1. Want to resize your server? you can do it. 2. Want to create a new server and move some kind of elastic IP to point to this new server? you can do it with most cloud providers 3. Want to backup the whole disk, very easy to do it. 4. Want to spin up a 1000 instances for an hour? cloud servers can do it. 5. Want hourly pricing? cloud servers can do this.

marenkay · 9 years ago
A few things to add here:

1. dedicated servers are capital expenses. 2. cloud servers are operational expenses, which is usually preferred.

If terms of actual operations I do not really see a huge difference. Both require a decent amount of preparation, tooling these days is awesome and you can have your own cloud servers with ease and enjoy the same tooling.

E.g. https://www.terraform.io/docs/providers/openstack/index.html

The biggest benefit of cloud servers: if you have no clear view what your project _will_ need, this is the place for experiments.

The biggest benefit of dedicated servers: being in control. You control the uptime, and thus SLA fulfilment.

Biggest danger of cloud servers: paying too much because you have no picture of what work loads will incur which costs.

Biggest danger of dedicated servers: overdoing it, when all you need is a simple machine.

dsacco · 9 years ago
There are three fundamental differences:

1. Upfront ownership costs versus hardware rental costs.
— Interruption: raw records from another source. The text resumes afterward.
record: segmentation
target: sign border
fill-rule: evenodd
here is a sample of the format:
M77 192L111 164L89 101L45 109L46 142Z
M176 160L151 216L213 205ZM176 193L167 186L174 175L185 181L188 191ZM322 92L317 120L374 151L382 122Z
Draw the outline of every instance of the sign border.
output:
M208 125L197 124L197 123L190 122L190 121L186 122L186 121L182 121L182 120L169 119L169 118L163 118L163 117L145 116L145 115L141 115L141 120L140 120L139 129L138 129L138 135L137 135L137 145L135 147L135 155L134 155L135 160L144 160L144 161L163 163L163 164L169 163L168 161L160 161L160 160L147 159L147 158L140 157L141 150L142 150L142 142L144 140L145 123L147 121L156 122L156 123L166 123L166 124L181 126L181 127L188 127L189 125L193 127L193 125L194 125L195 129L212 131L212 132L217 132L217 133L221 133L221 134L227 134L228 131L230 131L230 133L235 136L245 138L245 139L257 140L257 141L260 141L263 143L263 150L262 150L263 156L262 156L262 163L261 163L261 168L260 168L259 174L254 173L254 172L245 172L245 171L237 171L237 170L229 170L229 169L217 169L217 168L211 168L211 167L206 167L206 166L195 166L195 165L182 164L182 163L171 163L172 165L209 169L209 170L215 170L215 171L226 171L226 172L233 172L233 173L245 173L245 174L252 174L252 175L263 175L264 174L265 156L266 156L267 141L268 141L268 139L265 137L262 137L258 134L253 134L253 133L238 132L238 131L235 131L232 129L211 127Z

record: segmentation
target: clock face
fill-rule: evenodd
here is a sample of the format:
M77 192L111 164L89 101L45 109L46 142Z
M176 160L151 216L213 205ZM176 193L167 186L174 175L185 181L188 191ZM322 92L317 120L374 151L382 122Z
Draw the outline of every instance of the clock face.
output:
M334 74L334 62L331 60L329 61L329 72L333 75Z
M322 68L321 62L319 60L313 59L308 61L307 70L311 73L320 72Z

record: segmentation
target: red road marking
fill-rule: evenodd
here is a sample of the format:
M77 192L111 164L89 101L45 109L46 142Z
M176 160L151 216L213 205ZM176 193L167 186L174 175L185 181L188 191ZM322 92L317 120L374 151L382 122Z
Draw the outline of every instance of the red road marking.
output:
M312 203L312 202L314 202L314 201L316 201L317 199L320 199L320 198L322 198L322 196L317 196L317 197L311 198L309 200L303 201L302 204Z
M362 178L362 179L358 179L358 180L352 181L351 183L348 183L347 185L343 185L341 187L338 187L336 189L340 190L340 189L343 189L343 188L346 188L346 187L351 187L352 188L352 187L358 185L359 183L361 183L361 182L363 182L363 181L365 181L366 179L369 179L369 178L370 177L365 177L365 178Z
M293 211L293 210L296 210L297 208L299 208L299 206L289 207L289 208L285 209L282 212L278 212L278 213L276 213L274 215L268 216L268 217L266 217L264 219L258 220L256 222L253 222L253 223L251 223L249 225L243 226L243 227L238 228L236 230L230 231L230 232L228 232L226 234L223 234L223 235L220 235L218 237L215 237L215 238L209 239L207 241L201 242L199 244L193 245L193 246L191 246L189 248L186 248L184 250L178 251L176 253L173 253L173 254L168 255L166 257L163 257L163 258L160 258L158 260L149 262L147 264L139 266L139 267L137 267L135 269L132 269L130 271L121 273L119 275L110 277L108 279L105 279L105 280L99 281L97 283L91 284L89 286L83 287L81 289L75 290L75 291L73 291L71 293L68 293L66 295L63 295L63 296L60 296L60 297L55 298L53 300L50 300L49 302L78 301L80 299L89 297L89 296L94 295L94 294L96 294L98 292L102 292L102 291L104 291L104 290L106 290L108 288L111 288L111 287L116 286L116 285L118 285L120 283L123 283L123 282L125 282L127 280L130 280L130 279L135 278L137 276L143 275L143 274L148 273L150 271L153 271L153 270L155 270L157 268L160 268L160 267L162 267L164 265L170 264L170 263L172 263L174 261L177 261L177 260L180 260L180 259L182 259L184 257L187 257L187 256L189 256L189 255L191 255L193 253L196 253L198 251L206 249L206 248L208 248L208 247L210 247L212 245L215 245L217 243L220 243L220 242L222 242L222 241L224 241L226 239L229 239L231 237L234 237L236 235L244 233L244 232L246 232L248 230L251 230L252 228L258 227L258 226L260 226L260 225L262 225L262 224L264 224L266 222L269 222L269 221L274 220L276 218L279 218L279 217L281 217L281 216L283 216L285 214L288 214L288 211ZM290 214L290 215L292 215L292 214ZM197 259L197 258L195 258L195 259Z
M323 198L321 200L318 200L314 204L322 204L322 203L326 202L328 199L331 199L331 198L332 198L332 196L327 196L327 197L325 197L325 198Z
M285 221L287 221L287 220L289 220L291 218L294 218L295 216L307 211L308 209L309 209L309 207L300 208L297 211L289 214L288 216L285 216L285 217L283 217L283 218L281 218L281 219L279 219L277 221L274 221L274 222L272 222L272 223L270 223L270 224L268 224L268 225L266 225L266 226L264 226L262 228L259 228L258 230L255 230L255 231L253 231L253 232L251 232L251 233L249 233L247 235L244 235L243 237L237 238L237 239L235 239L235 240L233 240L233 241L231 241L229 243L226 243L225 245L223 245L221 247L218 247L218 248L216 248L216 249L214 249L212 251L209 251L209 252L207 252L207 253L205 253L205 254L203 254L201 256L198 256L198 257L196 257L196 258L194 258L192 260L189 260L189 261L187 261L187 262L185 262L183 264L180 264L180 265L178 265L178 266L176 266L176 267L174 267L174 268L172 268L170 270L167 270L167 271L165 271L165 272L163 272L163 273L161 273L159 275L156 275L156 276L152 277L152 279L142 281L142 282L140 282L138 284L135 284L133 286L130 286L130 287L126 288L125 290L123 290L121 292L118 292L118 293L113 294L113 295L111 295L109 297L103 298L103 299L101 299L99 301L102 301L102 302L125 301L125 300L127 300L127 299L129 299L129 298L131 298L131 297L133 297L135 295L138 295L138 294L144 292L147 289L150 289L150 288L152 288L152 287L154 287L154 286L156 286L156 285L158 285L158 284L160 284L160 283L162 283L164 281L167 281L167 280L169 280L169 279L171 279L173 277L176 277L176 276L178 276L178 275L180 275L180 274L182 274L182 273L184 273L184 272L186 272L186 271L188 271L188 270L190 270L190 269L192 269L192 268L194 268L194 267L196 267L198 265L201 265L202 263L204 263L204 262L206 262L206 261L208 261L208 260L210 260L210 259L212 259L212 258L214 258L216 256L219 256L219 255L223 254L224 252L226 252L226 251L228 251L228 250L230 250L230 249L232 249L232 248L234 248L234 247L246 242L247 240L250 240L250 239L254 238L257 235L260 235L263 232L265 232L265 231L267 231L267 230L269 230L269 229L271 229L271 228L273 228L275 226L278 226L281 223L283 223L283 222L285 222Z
2. Performance optimization versus versatility optimization.

3. Maximum administration capability versus maximum maintainability and reliability.

I mention these three pairs of axes because with the notable exception of ultra-low network latency and the ability to quickly expand or diminish computing power (both of which fall under 2), you can reasonably achieve everything in either a cloud computing or dedicated hardware environment.
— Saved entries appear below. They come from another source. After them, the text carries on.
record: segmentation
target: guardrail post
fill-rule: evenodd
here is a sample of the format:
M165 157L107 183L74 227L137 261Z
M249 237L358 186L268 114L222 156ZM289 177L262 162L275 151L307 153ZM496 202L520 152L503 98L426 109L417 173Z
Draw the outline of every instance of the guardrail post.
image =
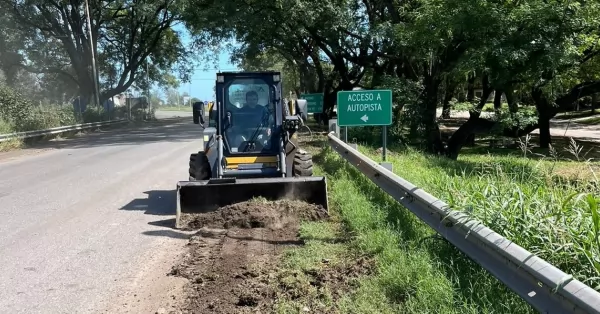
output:
M380 166L382 166L383 168L389 170L389 171L394 171L394 166L392 165L391 162L387 162L386 161L386 157L387 157L387 126L383 126L383 130L382 130L382 140L383 140L383 151L381 152L381 157L382 157L382 162L379 163Z
M329 119L329 132L333 132L337 138L340 137L340 126L337 119Z

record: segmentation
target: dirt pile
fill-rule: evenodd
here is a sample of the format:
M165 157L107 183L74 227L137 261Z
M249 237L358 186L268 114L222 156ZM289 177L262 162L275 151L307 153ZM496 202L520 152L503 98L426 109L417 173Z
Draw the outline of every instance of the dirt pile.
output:
M268 228L283 229L298 226L300 220L315 221L327 217L321 206L301 201L255 200L237 203L204 214L182 216L182 229L208 228Z
M181 313L270 313L279 256L301 244L300 221L326 217L298 201L250 201L186 217L199 231L171 272L189 279Z

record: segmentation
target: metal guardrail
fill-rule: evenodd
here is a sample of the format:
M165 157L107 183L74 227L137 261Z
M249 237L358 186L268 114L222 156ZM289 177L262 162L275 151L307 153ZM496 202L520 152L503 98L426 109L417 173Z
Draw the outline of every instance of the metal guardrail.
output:
M341 157L541 313L600 313L600 293L329 133Z
M66 125L59 126L56 128L46 129L46 130L36 130L36 131L26 131L26 132L17 132L10 134L0 134L0 143L5 142L11 139L23 139L23 138L32 138L38 136L59 134L63 132L77 131L77 130L85 130L93 127L106 126L106 125L114 125L119 123L127 122L127 119L118 119L112 121L103 121L103 122L90 122L90 123L81 123L75 125Z

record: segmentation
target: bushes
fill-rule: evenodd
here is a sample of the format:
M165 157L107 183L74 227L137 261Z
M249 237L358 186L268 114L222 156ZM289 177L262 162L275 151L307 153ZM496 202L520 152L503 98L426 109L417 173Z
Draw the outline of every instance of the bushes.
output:
M154 111L132 110L136 121L154 119ZM110 119L123 119L128 115L126 107L117 107L110 112ZM43 130L59 126L106 121L109 113L104 108L88 106L76 112L70 105L36 105L21 93L0 85L0 134Z
M48 129L78 121L69 107L36 106L6 86L0 86L0 120L0 133Z
M0 120L4 121L4 128L10 126L20 131L19 126L30 120L31 108L31 101L6 86L0 86Z

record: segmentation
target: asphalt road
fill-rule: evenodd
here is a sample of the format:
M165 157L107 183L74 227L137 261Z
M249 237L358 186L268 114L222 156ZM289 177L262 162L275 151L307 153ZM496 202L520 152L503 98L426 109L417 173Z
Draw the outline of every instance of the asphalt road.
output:
M200 134L171 119L0 155L0 313L115 313L145 294L171 298L150 281L186 242L172 229L175 186Z

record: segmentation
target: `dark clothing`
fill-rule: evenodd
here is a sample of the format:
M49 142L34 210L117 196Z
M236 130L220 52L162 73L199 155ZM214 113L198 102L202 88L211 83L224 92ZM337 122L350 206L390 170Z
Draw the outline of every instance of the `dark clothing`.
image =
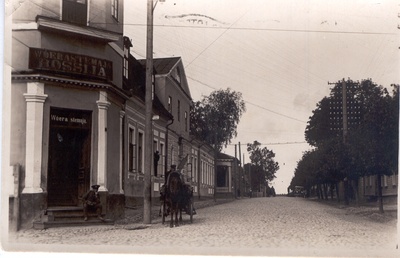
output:
M96 211L97 216L101 218L102 206L99 193L93 189L89 190L83 197L83 215L88 216L88 211ZM102 219L102 218L101 218Z
M154 152L154 175L158 174L158 161L160 160L160 154L158 151Z

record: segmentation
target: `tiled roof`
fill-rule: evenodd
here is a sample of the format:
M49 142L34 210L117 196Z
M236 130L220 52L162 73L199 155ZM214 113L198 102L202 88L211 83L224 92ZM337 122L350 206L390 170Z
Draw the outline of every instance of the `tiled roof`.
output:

If you have a lot of upfront cash and you're intimately familiar with your long term computational needs and upgrade requirements, it probably makes more sense to use dedicated hardware. This generally doesn't describe young companies. You can amortize the cost of the hardware over the lifespan of its use and you'll typically find it's far cheaper (orders of magnitude) to run a dedicated server on a 1:1 cost basis.

If you aren't aware of what your computational needs will be within the expected lifespan of new hardware, it is safer to abstract your resources to a cloud environment. Naturally this will be more expensive over the long term, but it will hurt less if you're e.g. just trying to build a product and validate it without committing to large capital requirements.

From there it depends on use case. If you have performance requirements that restrict the amount of network latency you can tolerate, dedicated hardware is obviously better and more predictable. You can colocate it if need be, though this comes close to cloud computing unless you actually own the hardware and merely use a datacenter for the networking advantages. If you have reliability requirements that can tolerate reasonable network latency, cloud computing is better for redundancy.

Theoretically you can even buy much larger dedicated computing capacity than you need, virtualize it in whichever custom configuration you want, and simulate the "burstability" of cloud providers. But you won't get the regional redundancy this way.

The last major difference is maintainability. If you operate your own dedicated hardware, you become a sysadmin for it. This can be very empowering, but it can also be a huge time suck, especially for companies that don't need that sort of customization capability.

There's otherwise no inherent difference - the cloud is just someone else's computer after all. Generally speaking any business use case can be thrown onto either platform, and you'll want to do a cost benefit analysis on which will be more stable, align more closely with your needs and satisfy budget requirements. Personally I own and operate what could be considered a small supercomputer in my home, and the only thing I use cloud resources for is redundant backups.